Friday, November 13, 2015

What if you thought you were going to die? Part III (The end)

In the previous two posts (Nov 9, 11) I recounted the first part of our harrowing road trip. I later learned that this was called "La Trocha" which means a small trail through the forest. It was a new "road" built by the Costa Rican police force- their "army".

At La Curena, I taught for the next 5 days.  In that five day period, including a Sunday, I taught about 43 hours.  Sunday was a rest day, so I only taught 3 hours and we all attended the services at one of my student's churches.  He preached and did a terrific job with lots of energy.

Over the 43 hours of teaching about teaching, I felt G^d's direction as a result of the prayers of many of my dear Christian friends, some of whom I had told about my likely impending death.  G^d gave direction, words, Scriptures, all at what seemed the right time.

I was happy to have again to have lived long enough to have met my commitment.  We headed back for the mid-jungle site, and we all agreed that we would try a different route.  After getting lost once, we figured it out, and made a relatively uneventful trip, only running one stop sign with a taxi honking loudly at us. Oh yes, the the truck seemed to be losing water at a rapid rate. I was a bit concerned.

In the last 2 hours of this trip our truck started protesting.  It sounded as though a key wheel bearing was giving up the ghost.  And, I suspected this would be the vehicle to get me back to civilization.

Sure enough, he only boat capable of carrying me the 1.5 hours back to civilization had gone with another one of my students, Juan, to take him to his wife and two little children.  I was going by truck- the one with the bad bearing.  Fortunately, my driver was the BEST mechanic at the farm, and as we ere leaving, a local guy, Donaldo, asked if he could ride with us.  Great to travel with these two valuable guys.
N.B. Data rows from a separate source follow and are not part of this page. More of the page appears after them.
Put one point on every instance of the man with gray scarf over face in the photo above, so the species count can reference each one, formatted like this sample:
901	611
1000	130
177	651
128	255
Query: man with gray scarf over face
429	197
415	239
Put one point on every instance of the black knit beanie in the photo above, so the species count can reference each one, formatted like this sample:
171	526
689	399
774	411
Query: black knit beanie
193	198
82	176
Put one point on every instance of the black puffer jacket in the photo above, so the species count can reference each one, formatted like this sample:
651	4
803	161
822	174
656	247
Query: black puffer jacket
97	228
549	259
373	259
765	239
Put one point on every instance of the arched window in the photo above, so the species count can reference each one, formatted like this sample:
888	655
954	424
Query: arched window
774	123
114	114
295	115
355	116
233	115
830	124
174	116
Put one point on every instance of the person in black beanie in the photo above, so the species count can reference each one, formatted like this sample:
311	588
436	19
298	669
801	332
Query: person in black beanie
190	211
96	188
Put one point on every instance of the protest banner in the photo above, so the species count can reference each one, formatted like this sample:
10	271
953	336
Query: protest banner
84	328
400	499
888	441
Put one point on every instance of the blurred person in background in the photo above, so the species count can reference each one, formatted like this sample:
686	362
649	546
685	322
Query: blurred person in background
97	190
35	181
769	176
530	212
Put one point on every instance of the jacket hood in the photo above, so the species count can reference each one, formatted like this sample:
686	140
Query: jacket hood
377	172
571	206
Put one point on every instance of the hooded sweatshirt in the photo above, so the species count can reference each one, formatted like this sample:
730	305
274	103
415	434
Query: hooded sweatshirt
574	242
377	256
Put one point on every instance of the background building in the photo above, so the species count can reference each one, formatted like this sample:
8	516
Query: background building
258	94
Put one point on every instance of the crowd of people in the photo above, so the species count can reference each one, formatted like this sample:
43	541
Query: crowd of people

The truck noises seemed to grow a bit worse, but about 24 miles from civilization, every belt on the engine came off.  Of the next 5 cars to pass us on the gravel road, three stopped to help Donaldo.  while the two skilled mechanics worked on the belts, I dipped about 2 liters of water out of a mudhole to supply the cooling system which had overheated after the belts came off.  I had one last commitment at U of Costa Rica, and was hoping to make that commitment before I gave up the ghost.

At every step, as my trip neared its end, I realized my time was growing shorter by the mile. If the bus wrecked, I'd tr to save that little girl. On the plane, I'd try to help that family... see what I mean?

To bring this long story to a close, let me summarize:
1) Made it to the talk at UCR, and it seemed to go extremely well.
2) I survived the whole trip and made it home safely.
3) I learned a great deal from this adventure.

But more about that in the final Costa Rica post.


  1. So when you got home, was Brenda, like, "Um, dude, what are you doing here?"